Impossível seguir dedicando ao manacá uma atenção caritativa e parca. Agora estava ele amadurecido e exigia contemplação deleitosa, uma mirada fogosa em expectativa ouvinte, alerta à diversidade de acordes do manacá maestro de flores em ditirambos ou picos agudos, graves sisudos e acréscimos cristalinos, ululantes, sussurantes em sutilezas cromáticas ... extáticas.
Êxtase consumado, o manacá mimoso envaidecia o olhar ouvinte instigado a inquirir do percurso insólito da metamorfose inédita. Como te ornastes audívelmente singelo? "A primavera renovou meu ânimo preguiçoso. Estava eu a maturar reflexões sobre a eternidade quando a primavera sacudiu as camadas profundas de minha consciência fotossintética a rebrotar amores. Qual presente, o passado floresceu às extremidades de minhas manifestações tardias. E se conformou no agora único e pródigo. E proliferei pêndulos a transcorrer as esferas do tempo". A amante verteu o panorama reminiscente a despetalar o jardineiro retido em reverência ao manacá frondoso que, num espaço de dez anos, presenteia, ausente, a dádiva do manacá fabuloso, poeta e discursivo, filósofo e ostentoso.
Vens a quê tu, manacá indiscreto?, a reacender cinzas? Acaso florescerás asas de fênix? Ademais te revelas pretensioso... Em teus vôos impertinentes, que sabes de perdas doridas e desamores? "Que destoam os uivos dos ventos, teimam em permanecer e perfumar de sombras sonhos desbotados. Raios rastejam alumbramentos aterrantes para o testemunho indesejado de acontecimentos consumados. Beijos em pétalas orvalhadas são fugazes e, no entanto, permanecem qual rocha inerte a condensar noções temivelmente esparsas. Flores arrancam os minerais indiferentes de seu sono letárgico e os ordenam em pétalas vigilantemente delicadas."
Se tão filósofo já és mimoso e qual a fútil brevidade de algumas pétalas indigentes a estremecer na inevitável iminência de fenecer abocanhadas pela terra insaciável?

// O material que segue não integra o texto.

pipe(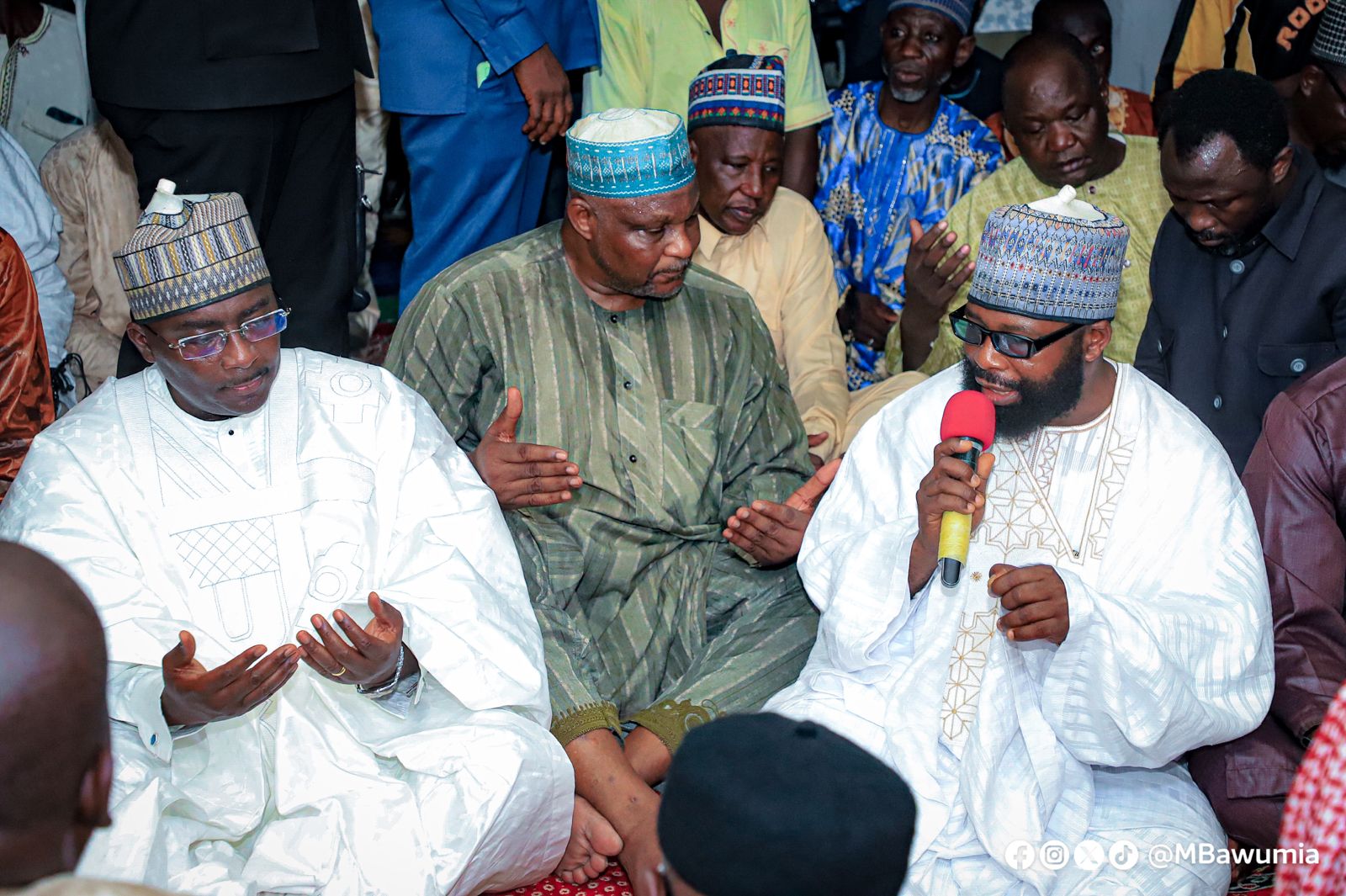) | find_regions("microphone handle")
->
[940,438,981,588]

Poeta histriônico, quem pode fazer ressurgir do ventre mineral pétalas frágeis de amores idos? "A incansável revisvescência das primaveras mantém o pulso da seiva cálida nas entranhas vegetais. As flores idas revolvem a terra e cristalizam brotos e pétalas em refração suavemente assombrosa nos sonos e na morte."
Torna a teu silêncio, manacá espantoso! Que ousadia herética te orienta a tocar os mistérios de um sangue empedrado e triste? Deixa gelar ansioso o cadáver do passado diluído pelo avanço implacável dos anos imemoriais. O manacá distinto arrefeceu abalado e logo tilintou inextinto. "É só a brisa primaveril que de tão leve arremessou o eco aterrador e vivo que pulsa em tuas veias. E ainda que teimes em fenecer ardente pétalas desmemoriadas de teu espanto, o resgate primaveril alentará, para todo o sempre, o renovado canto perfumado dos beijos de um jardineiro cruelmente indiferente."
E distraído o manacá perfumou a replicação de seu cântico infindo, cíclico, implacável. A impotência do êxtase afogou em ondas o mar de saudade que rugiu ao longe. O jardim amanheceu esplêndido em seu pleno estoicismo vegetal. A primavera rebrilhou solar a lunática nostalgia suplantada. E o plantio semeou de estrelas o chão devorador de amores, arranhado incansavelmente por mãos suplicantes de enternecimentos minerais.